At death you break up:  the bits that were you
start speeding away from each other for ever
with no one to see.  It's only oblivion, true:
we had it before, but then it was going to end,
and was all the time merging with a unique endeavour
to bring to bloom the million-petalled flower
of being here.  Next time you can't pretend
there'll be anything else.  And these are the first signs:
now knowing how,  not hearing who, the power
of choosing gone.  Their looks show that they're for it:
ash hair, toad hands, prune face dried into lines -
                        How can they ignore it?

Perhaps being old is having lighted rooms
inside your head, and people in them, acting.
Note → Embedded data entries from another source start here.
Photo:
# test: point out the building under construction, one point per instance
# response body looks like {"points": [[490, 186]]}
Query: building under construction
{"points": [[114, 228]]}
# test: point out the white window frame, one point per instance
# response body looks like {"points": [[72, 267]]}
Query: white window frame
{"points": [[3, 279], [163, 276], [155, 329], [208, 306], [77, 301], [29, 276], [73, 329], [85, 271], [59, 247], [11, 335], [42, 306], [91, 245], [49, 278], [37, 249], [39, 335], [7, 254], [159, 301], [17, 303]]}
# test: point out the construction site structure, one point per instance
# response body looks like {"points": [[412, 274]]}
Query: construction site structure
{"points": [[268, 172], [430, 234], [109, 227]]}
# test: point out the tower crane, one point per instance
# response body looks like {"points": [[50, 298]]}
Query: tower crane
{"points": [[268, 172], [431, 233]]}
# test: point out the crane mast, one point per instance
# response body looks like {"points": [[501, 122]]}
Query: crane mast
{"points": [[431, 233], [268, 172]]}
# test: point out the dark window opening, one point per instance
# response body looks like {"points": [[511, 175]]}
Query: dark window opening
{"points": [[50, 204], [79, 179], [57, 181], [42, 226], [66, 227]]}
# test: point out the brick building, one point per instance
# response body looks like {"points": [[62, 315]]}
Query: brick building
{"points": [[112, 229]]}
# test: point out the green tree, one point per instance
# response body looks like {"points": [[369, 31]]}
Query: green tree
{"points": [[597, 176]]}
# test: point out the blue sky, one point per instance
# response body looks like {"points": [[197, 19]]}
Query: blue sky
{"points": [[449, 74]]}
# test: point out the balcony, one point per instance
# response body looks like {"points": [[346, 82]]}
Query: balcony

People you know, yet can't quite name;  each looms
like a deep loss restored, from known doors turning,
setting down a lamp, smiling from a stair, extracting
a known book from the shelves, or sometimes only
the rooms themselves, chair and a fire burning,
the blown bush at the window, or the sun's
faint friendliness on the wall some lonely
rain-ceased mid-summer evening.  That is where they live
not here and now but where all happened once.
                           That is why they give

an air of baffled absence, trying to be there
yet being here.  For the rooms grow farther, leaving,
incompetent cold the constant wear and tear
of taken breath, and them crouching below
extinction's alp, the old fools, never perceiving
how near it is.  This must be what keeps them quiet:
the peak that stays in view wherever we go
for them is rising ground.  Can they never tell
what is dragging them back, and how it will end?  Not at night?
Not when the strangers come?  Never, throughout
the whole hideous inverted childhood?  Well,
                               we shall find out.